Belgian singer Arno dies of cancer aged 72


He was nicknamed the “Belgian Tom Waits”. Singer Arno Hintjens died on Saturday at the age of 72.

It was his manager who revealed the sad news in a press release the same day. Since 2019, the artist from Ostend had been battling pancreatic cancer. After a break, he resumed his series of concerts in July 2020, until he canceled all his lives in July 2021. “On the recommendation of his doctors, he is taking a break of several months to rest and regain form”, then explained a press release from the Trianon, in Paris.

He had ended his cancer treatment earlier this year.

The singer and actor with the gravelly voice and the white mane had been a great success with critics, and had a solid base of faithful, followers of his many covers of standards in the often offbeat style.

It was at the end of the 1980s that he embarked on a solo career, and made himself known to the French public in 1990, with his participation in the soundtrack of the film Merci la vie, by Bertrand Blier (1990).

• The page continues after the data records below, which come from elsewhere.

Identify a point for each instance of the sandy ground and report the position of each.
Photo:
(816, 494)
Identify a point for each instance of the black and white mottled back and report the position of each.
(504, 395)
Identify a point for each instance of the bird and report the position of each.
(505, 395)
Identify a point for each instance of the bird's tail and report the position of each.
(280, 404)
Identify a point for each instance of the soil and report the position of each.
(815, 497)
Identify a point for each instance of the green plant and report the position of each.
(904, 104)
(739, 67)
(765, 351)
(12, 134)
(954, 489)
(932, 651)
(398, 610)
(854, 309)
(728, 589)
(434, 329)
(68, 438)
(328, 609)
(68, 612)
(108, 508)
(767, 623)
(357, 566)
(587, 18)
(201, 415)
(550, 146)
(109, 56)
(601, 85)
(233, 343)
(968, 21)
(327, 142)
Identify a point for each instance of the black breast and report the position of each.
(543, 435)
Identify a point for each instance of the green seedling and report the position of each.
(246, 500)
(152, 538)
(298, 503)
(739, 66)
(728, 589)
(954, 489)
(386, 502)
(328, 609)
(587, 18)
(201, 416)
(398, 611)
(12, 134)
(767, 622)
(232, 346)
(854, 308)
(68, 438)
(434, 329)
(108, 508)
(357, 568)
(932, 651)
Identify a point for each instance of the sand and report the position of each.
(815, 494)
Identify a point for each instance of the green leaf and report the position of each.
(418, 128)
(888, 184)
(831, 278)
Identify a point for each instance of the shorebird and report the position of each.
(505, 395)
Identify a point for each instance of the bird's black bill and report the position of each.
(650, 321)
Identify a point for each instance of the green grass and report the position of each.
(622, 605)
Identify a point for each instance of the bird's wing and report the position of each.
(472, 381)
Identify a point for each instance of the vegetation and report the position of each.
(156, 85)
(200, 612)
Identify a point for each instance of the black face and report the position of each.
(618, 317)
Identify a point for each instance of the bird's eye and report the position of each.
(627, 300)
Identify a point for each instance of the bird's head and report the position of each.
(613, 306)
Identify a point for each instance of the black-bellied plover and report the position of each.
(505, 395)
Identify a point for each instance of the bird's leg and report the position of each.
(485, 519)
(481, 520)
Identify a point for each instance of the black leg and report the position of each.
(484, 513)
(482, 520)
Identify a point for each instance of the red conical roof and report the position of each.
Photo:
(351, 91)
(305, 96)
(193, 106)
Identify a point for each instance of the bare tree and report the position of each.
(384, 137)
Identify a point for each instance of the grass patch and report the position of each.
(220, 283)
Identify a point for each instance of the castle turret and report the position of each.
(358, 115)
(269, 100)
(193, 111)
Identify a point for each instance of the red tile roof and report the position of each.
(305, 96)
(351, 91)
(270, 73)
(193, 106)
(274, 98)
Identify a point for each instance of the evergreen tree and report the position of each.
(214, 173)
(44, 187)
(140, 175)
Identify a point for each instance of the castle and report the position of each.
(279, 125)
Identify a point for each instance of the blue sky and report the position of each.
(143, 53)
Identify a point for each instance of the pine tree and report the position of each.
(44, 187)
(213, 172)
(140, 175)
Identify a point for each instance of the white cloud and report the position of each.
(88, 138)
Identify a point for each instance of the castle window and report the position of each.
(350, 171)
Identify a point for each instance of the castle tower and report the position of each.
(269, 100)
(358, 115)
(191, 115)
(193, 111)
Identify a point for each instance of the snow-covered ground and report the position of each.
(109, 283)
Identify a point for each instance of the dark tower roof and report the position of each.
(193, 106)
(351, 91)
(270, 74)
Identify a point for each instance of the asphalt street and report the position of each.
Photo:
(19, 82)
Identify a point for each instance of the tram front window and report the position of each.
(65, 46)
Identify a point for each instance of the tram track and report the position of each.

Singing as well in French as in English or in Flemish, he gave the full measure of his talent on stage, like his albums À la française, in 1997, or Live in Brussels, in 2005, in which we can listen to his most famous title, My Mother’s Eyes.

Surprisingly, in the early 1980s he was also the cook of soul star Marvin Gaye, who spent many months in Ostend.

Emblematic of the city of Brussels, he had become an honorary citizen. In reference to one of his songs, the mayor of the city Philippe Close also reacted with a “Damn damn, we already miss him…”.

His manager, relayed by many Belgian media, meanwhile that “we will all miss him, his family, his friends and his musicians. He will always be with us thanks to the music that kept him alive until the end”.